On enchaîne avec la liste des nouveaux produits bio issus des circuits courts qui, à notre satisfaction, arriveront dans les assiettes des enfants à partir de janvier 2018 : pâté et chipolatas fraîches, légumineuses et céréales (lentilles, pois chiches, haricots blancs et rouges, riz).

Ce lot légumineuses et céréales viendra approvisionner le menu « protéines végétales », servi désormais une fois par mois dans les maternelles et les élémentaires. Cela répond également à l’une de nos suggestions, partant du principe qu’il vaut mieux manger des protéines végétales de bonne qualité qu’une viande de boeuf ou de volaille de qualité moindre.
J’en profite pour vous signaler que, pour ces menus « protéines végétales », les recettes des parents sont les bienvenues et peuvent être transmises à la cuisine centrale.

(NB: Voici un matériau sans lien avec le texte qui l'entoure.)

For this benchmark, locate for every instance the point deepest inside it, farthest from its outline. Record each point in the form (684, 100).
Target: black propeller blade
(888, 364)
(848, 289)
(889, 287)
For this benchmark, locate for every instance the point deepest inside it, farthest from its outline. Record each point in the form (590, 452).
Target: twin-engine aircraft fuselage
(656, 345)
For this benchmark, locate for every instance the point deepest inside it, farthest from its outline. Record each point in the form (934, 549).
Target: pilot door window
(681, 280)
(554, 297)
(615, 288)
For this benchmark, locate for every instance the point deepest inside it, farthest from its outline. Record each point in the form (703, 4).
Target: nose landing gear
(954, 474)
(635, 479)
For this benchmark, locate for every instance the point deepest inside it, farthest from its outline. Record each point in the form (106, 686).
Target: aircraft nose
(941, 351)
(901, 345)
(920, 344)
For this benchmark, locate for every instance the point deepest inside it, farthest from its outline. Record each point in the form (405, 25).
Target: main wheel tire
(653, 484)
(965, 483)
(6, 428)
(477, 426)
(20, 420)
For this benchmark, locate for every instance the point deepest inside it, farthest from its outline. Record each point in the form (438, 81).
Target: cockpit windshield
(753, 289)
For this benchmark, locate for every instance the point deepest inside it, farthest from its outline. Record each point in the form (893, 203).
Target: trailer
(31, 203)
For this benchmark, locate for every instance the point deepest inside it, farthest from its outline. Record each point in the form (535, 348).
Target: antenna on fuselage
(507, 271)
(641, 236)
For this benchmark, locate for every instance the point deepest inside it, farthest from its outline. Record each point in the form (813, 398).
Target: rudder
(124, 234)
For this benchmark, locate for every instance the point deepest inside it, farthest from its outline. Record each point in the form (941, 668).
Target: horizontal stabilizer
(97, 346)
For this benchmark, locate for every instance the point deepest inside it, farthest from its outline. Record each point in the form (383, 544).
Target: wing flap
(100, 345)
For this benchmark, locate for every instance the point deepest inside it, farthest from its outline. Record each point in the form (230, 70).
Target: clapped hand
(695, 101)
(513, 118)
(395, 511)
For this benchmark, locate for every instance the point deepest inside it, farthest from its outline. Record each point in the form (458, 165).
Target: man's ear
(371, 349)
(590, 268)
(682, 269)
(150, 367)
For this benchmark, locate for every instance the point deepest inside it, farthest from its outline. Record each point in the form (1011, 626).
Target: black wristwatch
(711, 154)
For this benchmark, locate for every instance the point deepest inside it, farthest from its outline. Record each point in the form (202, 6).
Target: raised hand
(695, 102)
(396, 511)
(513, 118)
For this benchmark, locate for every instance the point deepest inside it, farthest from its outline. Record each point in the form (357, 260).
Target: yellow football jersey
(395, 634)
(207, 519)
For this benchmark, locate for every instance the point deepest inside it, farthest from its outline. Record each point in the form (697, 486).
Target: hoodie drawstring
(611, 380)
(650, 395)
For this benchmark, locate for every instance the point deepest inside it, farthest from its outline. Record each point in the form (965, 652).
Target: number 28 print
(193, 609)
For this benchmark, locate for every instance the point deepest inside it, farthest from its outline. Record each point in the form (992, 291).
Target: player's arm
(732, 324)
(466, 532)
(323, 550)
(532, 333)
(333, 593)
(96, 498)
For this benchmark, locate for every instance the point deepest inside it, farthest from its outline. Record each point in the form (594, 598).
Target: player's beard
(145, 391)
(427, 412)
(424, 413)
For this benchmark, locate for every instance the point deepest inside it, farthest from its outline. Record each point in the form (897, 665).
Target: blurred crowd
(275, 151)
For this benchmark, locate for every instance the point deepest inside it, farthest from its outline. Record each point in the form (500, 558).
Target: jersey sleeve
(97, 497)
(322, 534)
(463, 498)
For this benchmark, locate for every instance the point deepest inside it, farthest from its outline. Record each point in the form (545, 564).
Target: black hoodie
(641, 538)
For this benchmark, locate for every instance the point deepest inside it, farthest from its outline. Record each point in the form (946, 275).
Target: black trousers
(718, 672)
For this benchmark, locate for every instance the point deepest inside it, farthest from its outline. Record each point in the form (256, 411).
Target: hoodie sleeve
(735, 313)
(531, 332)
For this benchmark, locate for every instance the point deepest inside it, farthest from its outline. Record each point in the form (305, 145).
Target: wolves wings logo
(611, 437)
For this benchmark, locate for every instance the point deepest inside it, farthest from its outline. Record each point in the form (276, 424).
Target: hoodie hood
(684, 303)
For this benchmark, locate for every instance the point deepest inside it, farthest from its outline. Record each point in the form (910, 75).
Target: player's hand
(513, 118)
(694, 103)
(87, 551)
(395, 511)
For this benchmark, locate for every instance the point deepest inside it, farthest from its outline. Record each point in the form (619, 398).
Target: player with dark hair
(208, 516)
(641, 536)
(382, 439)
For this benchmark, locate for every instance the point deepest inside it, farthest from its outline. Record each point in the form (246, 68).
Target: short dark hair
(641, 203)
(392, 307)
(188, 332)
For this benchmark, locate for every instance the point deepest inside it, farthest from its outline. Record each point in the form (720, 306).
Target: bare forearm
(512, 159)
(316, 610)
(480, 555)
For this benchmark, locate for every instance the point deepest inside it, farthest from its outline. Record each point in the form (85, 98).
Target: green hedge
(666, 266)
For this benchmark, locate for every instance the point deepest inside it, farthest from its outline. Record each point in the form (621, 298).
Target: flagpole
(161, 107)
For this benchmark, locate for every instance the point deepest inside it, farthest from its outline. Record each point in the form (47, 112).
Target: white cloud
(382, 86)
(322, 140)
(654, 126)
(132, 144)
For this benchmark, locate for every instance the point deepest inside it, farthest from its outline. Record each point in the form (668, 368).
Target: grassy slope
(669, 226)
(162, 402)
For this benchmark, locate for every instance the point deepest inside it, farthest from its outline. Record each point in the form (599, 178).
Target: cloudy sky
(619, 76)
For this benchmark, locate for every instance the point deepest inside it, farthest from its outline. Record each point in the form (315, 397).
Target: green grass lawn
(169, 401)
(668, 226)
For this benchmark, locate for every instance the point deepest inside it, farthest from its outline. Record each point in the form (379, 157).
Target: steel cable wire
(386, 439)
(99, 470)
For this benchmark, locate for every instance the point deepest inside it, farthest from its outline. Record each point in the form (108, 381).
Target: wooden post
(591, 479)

En 2018, il y aura également du changement côté jambon : ce dernier sera estampillé Bleu Blanc Coeur. Cette marque est censée garantir une alimentation plus saine et plus naturelle des animaux, ainsi que des pratiques d’élevage respectueuses de l’environnement.

On apprend également que des tests de cuisson sont en cours avec des fabricants locaux (Tarn et Lauragais) de pâtes sèches bio. Si les tests sont concluants, la cuisine centrale lancera un appel d’offre pour 2019.

Encouragés par ces bonnes nouvelles, nous remettons au centre de la table le sujet des légumes bio. A notre demande insistante, la mairie accepte d’étudier un approvisionnement en légumes bio qui pourrait aller jusqu’au cercle national. C’est une nouveauté.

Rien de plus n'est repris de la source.